The Winter Hackathon Challenge 2025
This year’s competition was powered by the WiDS Datathon Global Challenge and developed in partnership with the Ann S. Bowers Women’s Brain Health Initiative (WBHI), in collaboration with Cornell University and UC Santa Barbara. The Healthy Brain Network (HBN), the flagship scientific initiative of the Child Mind Institute, along with the Reproducible Brain Charts project (RBC), provided essential datasets and technical support for the competition.
Hosted on the Kaggle platform, the hackathon centered on the theme “Unraveling Mysteries of the Female Brain,” with participants focusing on analyzing women’s brain health data specifically for advancing early ADHD detection and diagnostic capabilities.
Participants worked with comprehensive training datasets encompassing patients’ socio-demographic information, emotional and behavioral assessment scores, and fMRI (Functional Magnetic Resonance Imaging) data, which measures minute blood flow variations corresponding to brain activity patterns. The primary objective required teams to develop predictive models capable of determining both gender classification and ADHD diagnostic status based on the provided multimodal datasets.
Team Testimonial and Journey
The experience at the WiBD Winter Hackathon 2025 provided an exceptional opportunity to apply and expand our data science capabilities developed through the Datacamp Donates initiative. The hackathon presented the perfect balance of challenge and engagement, allowing us to implement Python programming skills across the entire data science pipeline – from initial data cleaning and processing through exploratory data analysis to advanced machine learning model development and optimization.
As a DataCamp Donates team, all of our members were relatively new to the fields of data and Machine Learning, although some had prior experience in coding. DataCamp provided all the courses necessary for mastering Data Analysis and Machine Learning skills, significantly accelerating our learning during the 8-week hackathon. The topics ranged from data cleaning and feature engineering to Machine Learning in Python and MLOps.
The journey from raw data to predictive models was both technically challenging and intellectually rewarding. We successfully navigated data preprocessing challenges, extracted meaningful insights through analysis, and progressed to implementing various machine learning algorithms to predict target variables. The hyperparameter tuning process further enhanced our understanding of model optimization and performance improvement.
Our mentor, Ravi Condamoor demonstrated exceptional mentoring expertise, delivering precisely the right depth of knowledge and guidance for machine learning newcomers. His approach was perfectly calibrated – providing comprehensive support without creating information overload, enabling us to overcome technical obstacles while building genuine understanding. Ravi helped fill in the gaps by providing background knowledge and insights into the inequality present in female healthcare research, and how machine learning models can be used to bridge the diagnostic gap caused by the lack of female medical data.
Meanwhile our second mentor, Srividhya Chandrasekaran proved instrumental in maintaining project momentum and ensuring timely milestone completion through effective project management.

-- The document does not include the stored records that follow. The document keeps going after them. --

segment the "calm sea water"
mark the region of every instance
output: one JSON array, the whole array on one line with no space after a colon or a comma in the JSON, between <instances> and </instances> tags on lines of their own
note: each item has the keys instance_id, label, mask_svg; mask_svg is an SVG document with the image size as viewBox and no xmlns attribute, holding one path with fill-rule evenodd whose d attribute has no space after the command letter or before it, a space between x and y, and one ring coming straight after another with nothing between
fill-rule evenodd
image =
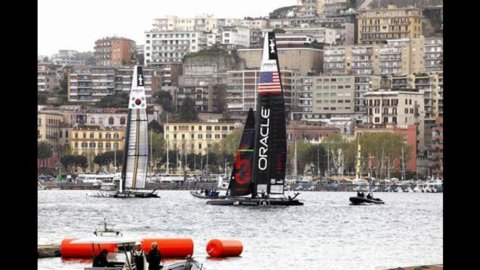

This collaborative learning environment fostered both technical growth and professional development. The combination of hands-on problem-solving, peer collaboration, and expert mentorship created an ideal framework for skill application and knowledge consolidation.
Our team was diverse and multi-disciplinary. Coming from different areas of study and global background, based in Australia and the United States. We all made an effort to keep up and communicate effectively. Using online collaborative tools like Google Colab, Slack, and Google Meet, we were able to share our progress through weekly meetings and constant communication. The steady improvement on the Kaggle leaderboard was proof of our progress and encouraged us to continue trying new approaches.

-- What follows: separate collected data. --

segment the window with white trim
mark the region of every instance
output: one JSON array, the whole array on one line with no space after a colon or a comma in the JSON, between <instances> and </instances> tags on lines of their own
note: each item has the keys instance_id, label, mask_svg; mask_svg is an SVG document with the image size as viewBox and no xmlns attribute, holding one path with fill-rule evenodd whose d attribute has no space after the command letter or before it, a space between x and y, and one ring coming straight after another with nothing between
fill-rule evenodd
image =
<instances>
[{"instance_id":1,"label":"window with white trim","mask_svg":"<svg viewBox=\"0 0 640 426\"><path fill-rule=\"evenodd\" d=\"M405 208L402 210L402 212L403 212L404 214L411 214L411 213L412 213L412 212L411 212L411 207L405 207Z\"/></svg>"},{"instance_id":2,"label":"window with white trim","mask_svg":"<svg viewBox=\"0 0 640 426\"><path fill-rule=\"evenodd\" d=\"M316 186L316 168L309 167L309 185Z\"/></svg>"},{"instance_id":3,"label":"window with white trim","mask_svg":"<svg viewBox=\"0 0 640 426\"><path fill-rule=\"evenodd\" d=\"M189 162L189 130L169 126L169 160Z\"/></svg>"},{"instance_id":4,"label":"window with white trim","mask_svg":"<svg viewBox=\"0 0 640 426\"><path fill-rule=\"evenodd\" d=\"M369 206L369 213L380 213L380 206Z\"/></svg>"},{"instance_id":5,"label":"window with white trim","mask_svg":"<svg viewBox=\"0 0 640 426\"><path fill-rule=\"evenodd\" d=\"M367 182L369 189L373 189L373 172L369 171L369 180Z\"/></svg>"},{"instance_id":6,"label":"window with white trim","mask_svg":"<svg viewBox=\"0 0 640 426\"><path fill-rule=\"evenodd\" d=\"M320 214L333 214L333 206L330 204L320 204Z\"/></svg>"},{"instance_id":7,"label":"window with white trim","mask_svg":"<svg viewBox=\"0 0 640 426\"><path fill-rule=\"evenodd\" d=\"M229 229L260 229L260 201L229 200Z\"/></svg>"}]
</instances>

Despite being first-time participants in a Kaggle competition, we were able to publish our findings based on real-world scenarios, and we left the experience motivated to continue our journey in data science.
We extend our sincere gratitude to WiBD for orchestrating this transformative learning experience and providing a platform that seamlessly bridges theoretical knowledge with practical implementation in Data Science and Machine Learning.